InVA: Dual-parameter Anisotropic Velocity Analysis

Build superior anisotropic velocity fields

Conventional methods for anisotropic velocity analysis are often based solely on the Alkalifah & Tsvankin technique for deriving effective velocity measurements: Vrms and effective eta. However, this approach can yield unrealistic velocity fields as changes in Vrms and effective eta are introduced to compensate for curved-ray effects.

The solution is to use imaging algorithms that apply full ray tracing, compensating for both turning-wave (curved-ray) effects and VTI. This requires a velocity analysis technique that can generate interval parameters for both vertical velocity and eta.

WesternGeco has developed a workflow that derives true vertical interval velocity and interval eta. This is achieved by ensuring that full ray tracing (including curved-ray effects) is used during both the velocity analysis stage in InVA and subsequent imaging steps.

There are several benefits in following this approach:

• Improved imaging using Anisotropic Turning-wave Kirchhoff Prestack Time Migration.
• A major component in creating 'depth-ready' velocity fields, which can be used to reduce the number of iterations in a depth imaging workflow.
• More reliable vertical velocity functions for identifying overpressure zones as part of a Pore Pressure Prediction (PPP) workflow.
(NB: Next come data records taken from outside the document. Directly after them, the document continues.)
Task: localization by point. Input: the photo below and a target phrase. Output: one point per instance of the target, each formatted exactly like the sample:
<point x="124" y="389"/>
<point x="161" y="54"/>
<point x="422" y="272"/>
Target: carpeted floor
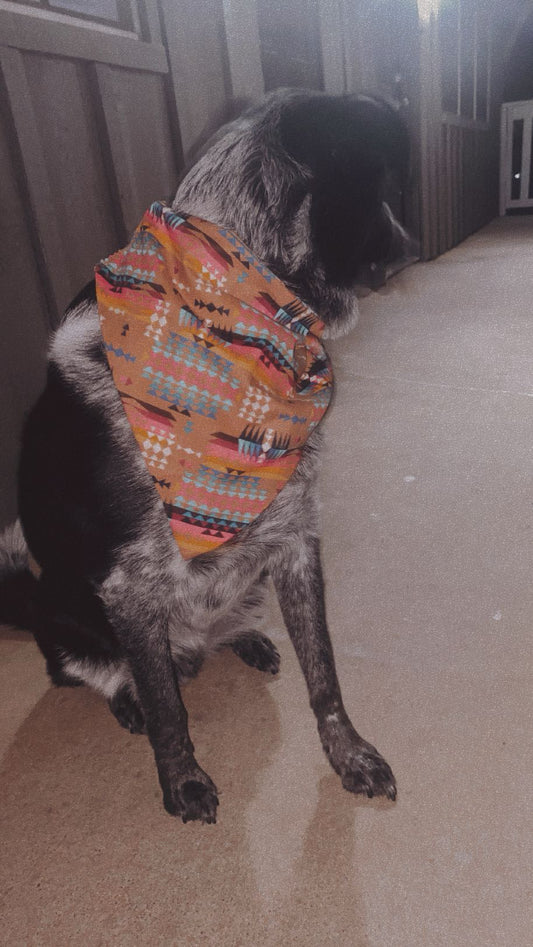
<point x="428" y="554"/>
InVA provides the ability to perform either automatic or manual dual-parameter velocity analysis in a single interactive environment. Both Vnmo and the anisotropic parameter effective eta are analyzed simultaneously, enabling the geophysicist to build an anisotropic field that complements the conventional stacking velocity equivalent.

The resultant Vnmo and eta fields can subsequently be gridded, smoothed, or transformed to generate the interval parameters of vertical velocity and eta, while correctly accounting for curved-ray effects.